Cytotoxicity of root-end filling materials has been evaluated by various methods, such as cell viability assays for mitochondrial dehydrogenase activity, an agar overlay method, and the evaluation of cell attachment and morphology. The cytotoxicity and biocompatibility of MTA were tested in in vitro cell culture studies, and the results showed the satisfactory attachment of osteoblasts and periodontal cells on MTA. In numerous previous studies, MTA has shown less or equivalent cytotoxicity compared with other root-end filling materials including amalgam, ZOE, IRM, composite resin and GIC. (Zhu et al. 2000; Balto 2004; Yoshimine et al. 2007; Bodrumlu 2008).
The cytotoxic effect on nerves and neural cells has also been measured to evaluate whether a root-end filling material inhibits nerve integrity or regeneration. When neurotoxicity was tested with several root-end filling materials, amalgam, SuperEBA, and Diaket induced neural cell death, while MTA did not (Asrari & Lobner 2003).

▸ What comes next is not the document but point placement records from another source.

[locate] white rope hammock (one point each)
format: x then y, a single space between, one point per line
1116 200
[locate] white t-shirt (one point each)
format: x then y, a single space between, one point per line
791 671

Most early studies were performed with a premixed MTA. It was suspected that freshly mixed MTA might create a detrimental environment for cells because it has a high pH during setting (Balto 2004). An inhibition zone was often observed in cell cultures that were grown in contact with fresh MTA. However, this cell-free zone seems to be transient (Fig. 9.3A, B). When fresh MTA was inserted in vivo, no evidence of a cell-free zone was reported (Pitt Ford et al. 1996; Apaydin et al. 2004). When the cytotoxicity of MTA, amalgam, and SuperEBA were measured, fresh MTA showed the least degree of toxicity compared with the other materials. The initial toxicity of MTA before setting may not create a detrimental environment when it is applied into a root-end cavity (Lustmann et al. 1991).